Dass der Körper bei der Infekts-Bekämpfung oftmals länger brauche als gewohnt, sei auf die vergangenen Jahre zurückzuführen. Durch Maskenpflicht, Abstand und Co. wurde das Immunsystem „nicht so sehr gefordert“, sagt Ebbinghaus.

„Deshalb muss es jetzt erst einmal wieder trainiert werden. Dafür braucht es Geduld.“ In diesen Tenor stimmt auch Stefan Kuster, Sprecher der Kassenärztlichen Vereinigung Westfalen-Lippe (KVWL) ein: „Der Grund für die hohe Frequentierung in den Arztpraxen ist die derzeit hohe Zahl an Atemwegserkrankungen. Die medizinische Erklärung hierfür ist zu einem gewissen Teil die Pandemie: Die Menschen haben in den vergangenen zwei Jahren Maske getragen und waren bemüht, sich aus dem Weg zu gehen. Dadurch hat das Immunsystem ein Stück weit den Umgang mit Infektionen ‘verlernt’: Die Zahl der Antikörper ist bei vielen so stark abgebaut, dass Infekte, die in der Vergangenheit leichter verlaufen wären, jetzt stärker wirken und hartnäckiger sind.
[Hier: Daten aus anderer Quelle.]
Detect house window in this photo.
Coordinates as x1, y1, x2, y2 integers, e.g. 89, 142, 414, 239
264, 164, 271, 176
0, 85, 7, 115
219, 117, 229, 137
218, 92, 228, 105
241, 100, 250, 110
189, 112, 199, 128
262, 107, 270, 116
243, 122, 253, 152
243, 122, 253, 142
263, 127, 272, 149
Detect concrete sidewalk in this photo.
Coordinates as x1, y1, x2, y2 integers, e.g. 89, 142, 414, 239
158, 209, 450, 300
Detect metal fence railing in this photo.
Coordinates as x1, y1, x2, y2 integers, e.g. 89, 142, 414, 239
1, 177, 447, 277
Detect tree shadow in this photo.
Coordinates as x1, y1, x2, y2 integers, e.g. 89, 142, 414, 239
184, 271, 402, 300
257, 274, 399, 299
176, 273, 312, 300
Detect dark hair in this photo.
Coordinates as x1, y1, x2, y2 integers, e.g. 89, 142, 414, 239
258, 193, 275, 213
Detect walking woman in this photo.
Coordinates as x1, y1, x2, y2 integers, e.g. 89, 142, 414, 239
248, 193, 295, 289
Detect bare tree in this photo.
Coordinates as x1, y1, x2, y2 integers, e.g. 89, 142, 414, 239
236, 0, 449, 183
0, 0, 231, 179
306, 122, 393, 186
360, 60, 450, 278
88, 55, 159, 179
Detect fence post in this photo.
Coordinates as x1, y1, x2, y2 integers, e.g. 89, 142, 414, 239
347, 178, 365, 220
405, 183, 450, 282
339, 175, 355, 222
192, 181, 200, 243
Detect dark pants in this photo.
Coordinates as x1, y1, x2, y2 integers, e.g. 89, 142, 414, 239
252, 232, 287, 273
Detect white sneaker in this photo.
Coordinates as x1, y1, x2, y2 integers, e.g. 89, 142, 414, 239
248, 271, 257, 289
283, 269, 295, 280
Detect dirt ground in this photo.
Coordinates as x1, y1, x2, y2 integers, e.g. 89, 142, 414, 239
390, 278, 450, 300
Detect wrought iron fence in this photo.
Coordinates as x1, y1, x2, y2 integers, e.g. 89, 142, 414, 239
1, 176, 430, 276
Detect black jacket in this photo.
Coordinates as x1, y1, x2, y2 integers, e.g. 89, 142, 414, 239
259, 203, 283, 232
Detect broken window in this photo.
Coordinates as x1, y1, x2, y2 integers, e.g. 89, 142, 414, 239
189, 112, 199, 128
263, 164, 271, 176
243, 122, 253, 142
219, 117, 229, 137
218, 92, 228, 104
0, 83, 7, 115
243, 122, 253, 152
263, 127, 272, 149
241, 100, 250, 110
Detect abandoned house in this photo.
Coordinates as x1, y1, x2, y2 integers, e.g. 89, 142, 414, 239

Bei Kindern gibt es insbesondere viele Infektionen mit dem Respiratorischen Synzytial-Virus (RSV).“

Arztpraxen sind voll: „Die Hemmschwelle, zum Arzt zu gehen, ist niedriger geworden“

Der KVWL-Sprecher rät zur Grippe-Impfung: „Auch echte Grippe-Fälle mit dem Influenza-Virus treten früher auf als sonst. Diese unterscheiden sich unter anderem durch ihren speziellen Verlauf, bei dem innerhalb kurzer Zeit hohes Fieber auftritt. Grundsätzlich empfehlen wir die Grippeschutzimpfung. Sie bietet den besten Schutz gegen Influenza. Angesichts der Covid-19-Pandemie ist es auch in dieser Grippesaison besonders wichtig, dass sich insbesondere möglichst viele Risikopatienten impfen lassen, um in der Grippewelle schwere Influenza-Verläufe zu verhindern und eine Überlastung des Gesundheitssystems zu vermeiden.“ Grundsätzlich nehmen Ebbinghaus und seine Kollegen wahr, dass mehr Menschen früher zu ihnen kommen: „Die Hemmschwelle, zum Arzt zu gehen, ist niedriger geworden.“

Viele Erkrankte seien verunsichert durch Dramatisierungen und Falschmeldungen auf Social Media. „Viele kommen schnell und sagen: ‘Machen sie etwas, damit ich schnell wieder fit bin.’“, berichtet Ebbinghaus. Das ließe sich in keine Richtung bewerten. Ebbinghaus appelliert an das Selbstbewusstsein eines jeden – und zum „aggressiven Zuwarten“.